Hello Mike and Curious Character,
As you have pointed out, polarity reversal with in a cell involves negative voltages and is associated with battery packs of several cells. However, similar damage occurs when a single NiMh cell is over discharged.
If you notice the last paragraph in the Sanyo document…
In addition, if the battery is left connected to a load for a prolonged period of time, the battery voltage will become 0V, and the likelihood of leakage will increase…
This means that in addition to cell reversal, the same damage can occur if you over discharge to 0 volts.
We have two cases here which result in similar damage. One is when a series of cells is discharged and one cell of lesser capacity is driven into reverse polarity. The other is when the cells are deeply discharged.

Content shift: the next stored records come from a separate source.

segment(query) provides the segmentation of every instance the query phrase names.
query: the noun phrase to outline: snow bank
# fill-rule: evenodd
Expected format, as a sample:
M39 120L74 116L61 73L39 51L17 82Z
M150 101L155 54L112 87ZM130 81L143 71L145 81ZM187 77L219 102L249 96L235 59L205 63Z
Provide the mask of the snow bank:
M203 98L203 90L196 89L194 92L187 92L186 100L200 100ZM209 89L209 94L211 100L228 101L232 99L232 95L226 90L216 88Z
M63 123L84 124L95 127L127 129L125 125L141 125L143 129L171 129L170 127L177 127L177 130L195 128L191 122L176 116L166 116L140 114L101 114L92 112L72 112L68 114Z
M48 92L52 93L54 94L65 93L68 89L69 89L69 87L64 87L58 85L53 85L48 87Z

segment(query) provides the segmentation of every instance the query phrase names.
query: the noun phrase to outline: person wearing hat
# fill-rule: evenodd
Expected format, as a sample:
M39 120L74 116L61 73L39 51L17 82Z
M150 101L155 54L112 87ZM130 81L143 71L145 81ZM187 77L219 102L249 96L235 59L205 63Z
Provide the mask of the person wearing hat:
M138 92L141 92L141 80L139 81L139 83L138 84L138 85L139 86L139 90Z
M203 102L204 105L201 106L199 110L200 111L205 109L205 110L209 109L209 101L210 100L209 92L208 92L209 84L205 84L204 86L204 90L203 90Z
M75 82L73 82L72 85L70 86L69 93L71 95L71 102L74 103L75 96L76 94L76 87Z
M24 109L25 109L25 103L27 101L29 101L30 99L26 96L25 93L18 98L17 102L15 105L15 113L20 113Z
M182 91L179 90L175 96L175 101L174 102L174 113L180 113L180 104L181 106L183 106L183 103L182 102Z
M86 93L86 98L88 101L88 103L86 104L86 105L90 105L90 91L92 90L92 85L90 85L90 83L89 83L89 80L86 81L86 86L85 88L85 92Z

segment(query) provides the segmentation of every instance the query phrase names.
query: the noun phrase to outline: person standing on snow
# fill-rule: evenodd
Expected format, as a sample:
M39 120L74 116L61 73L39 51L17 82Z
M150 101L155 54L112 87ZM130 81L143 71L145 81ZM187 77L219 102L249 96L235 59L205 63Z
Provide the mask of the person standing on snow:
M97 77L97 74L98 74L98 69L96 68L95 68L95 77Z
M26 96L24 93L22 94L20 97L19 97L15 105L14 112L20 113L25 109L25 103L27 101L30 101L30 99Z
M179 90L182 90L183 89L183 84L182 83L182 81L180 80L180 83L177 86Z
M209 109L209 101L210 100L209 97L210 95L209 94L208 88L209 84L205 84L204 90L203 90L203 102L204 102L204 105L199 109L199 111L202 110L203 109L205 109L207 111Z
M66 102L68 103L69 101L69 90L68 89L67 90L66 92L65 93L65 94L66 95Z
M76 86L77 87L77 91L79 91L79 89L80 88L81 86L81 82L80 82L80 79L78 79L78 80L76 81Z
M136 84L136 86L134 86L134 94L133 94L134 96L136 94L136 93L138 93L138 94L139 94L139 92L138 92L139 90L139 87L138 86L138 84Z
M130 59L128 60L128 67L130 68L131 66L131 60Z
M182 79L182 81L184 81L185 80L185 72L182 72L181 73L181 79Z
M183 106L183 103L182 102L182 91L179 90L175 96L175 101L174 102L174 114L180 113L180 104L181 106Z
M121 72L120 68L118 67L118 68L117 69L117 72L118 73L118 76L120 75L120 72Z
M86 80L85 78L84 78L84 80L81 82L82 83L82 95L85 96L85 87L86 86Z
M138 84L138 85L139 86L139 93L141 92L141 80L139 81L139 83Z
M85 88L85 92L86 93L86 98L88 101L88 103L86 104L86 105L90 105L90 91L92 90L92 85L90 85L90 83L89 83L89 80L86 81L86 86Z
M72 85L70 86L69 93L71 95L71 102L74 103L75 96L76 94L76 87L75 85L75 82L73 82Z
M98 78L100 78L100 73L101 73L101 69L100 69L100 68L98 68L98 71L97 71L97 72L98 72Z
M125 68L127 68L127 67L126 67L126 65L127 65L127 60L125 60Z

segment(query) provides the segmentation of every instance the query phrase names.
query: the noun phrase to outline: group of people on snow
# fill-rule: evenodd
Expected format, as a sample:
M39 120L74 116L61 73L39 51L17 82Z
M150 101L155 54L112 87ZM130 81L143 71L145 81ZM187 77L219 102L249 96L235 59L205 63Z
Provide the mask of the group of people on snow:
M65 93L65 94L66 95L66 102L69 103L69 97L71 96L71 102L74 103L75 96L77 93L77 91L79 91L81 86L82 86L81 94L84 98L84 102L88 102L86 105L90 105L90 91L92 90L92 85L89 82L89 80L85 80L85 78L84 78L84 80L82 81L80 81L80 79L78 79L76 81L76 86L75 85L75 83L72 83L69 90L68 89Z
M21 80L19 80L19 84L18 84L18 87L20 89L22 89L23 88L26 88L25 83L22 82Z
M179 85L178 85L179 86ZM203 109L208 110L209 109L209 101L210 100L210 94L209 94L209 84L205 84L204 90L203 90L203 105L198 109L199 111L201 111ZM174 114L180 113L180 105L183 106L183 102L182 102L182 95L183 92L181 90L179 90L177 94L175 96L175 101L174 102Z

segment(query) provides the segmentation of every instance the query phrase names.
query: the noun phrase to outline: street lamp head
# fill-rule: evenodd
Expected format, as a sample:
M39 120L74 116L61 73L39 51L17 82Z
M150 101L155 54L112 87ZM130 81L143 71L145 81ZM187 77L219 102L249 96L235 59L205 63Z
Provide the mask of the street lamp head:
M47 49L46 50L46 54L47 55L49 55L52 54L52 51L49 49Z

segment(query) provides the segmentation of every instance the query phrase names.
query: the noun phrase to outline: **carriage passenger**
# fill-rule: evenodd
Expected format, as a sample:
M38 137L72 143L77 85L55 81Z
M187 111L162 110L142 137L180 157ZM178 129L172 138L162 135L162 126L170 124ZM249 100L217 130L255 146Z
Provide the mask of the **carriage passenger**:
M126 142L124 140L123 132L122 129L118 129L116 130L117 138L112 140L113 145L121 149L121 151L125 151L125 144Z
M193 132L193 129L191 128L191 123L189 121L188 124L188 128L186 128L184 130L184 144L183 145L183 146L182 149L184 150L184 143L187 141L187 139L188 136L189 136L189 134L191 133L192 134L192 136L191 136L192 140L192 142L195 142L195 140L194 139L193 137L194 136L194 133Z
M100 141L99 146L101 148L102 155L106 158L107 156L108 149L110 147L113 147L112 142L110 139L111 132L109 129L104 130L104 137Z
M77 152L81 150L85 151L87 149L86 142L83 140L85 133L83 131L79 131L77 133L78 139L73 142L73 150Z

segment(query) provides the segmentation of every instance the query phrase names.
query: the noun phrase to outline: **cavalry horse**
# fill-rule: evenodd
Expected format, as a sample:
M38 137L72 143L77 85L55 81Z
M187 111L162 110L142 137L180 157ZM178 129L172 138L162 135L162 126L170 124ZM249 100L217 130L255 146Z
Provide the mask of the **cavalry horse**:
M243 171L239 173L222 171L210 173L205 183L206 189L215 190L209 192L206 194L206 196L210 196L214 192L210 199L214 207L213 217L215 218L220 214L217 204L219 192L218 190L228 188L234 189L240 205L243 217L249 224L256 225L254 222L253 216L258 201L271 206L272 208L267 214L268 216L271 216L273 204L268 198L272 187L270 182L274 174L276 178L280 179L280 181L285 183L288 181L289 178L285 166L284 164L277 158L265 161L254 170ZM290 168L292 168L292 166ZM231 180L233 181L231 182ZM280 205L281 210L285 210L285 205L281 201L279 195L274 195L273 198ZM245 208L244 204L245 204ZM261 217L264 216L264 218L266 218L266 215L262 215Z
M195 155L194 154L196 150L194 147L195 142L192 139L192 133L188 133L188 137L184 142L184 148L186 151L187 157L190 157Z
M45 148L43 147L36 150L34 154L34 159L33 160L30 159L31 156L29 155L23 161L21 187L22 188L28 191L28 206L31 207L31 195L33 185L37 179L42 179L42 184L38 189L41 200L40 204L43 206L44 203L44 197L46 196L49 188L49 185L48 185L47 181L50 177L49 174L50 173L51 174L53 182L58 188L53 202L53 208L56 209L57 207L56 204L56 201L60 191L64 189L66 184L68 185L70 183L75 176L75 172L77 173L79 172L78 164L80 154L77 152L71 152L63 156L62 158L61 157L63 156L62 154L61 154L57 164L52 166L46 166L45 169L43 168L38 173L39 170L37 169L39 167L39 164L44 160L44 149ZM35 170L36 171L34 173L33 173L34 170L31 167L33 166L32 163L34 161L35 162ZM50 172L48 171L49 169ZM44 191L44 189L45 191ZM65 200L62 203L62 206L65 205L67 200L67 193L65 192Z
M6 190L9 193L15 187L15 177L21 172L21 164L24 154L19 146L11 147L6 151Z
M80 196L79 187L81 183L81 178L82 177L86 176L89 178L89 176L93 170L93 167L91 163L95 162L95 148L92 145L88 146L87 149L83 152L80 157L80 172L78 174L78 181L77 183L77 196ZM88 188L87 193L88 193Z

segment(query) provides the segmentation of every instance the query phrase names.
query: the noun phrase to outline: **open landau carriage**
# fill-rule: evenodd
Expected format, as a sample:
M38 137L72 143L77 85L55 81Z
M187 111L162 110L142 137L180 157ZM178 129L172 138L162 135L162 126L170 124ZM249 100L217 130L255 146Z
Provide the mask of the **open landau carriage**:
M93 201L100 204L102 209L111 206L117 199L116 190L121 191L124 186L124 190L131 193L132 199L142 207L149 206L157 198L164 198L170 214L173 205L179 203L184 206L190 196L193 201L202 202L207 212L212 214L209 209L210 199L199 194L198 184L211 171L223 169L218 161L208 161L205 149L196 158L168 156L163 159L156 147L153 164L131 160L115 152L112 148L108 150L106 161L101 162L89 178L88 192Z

In the 0.0 – 0.4 volt range, the NiMh battery chemistry is unstable. This instability is what causes the cell damage. The amount of damage is dependent on a number of variables including the state of health of the cell, temperatures, time spent at the discharged condition, and so on.
I would love to be able to explain what is going on with the chemistry, but I find it hard to understand myself, let alone explain it to someone else.
I got this information from the "Handbook of Batteries" third edition.
If you review the Polarity Reversal graph in the Sanyo document and transpose the battery voltage curve a little, you have a graphic of what this looks like.
Here is a test showing this. This is a 0.003C discharge on a high capacity cell. The damaged started at around 0.26 volts.
What I find very interesting about this is that during the last voltage plateau, the battery temperature rose 2 F.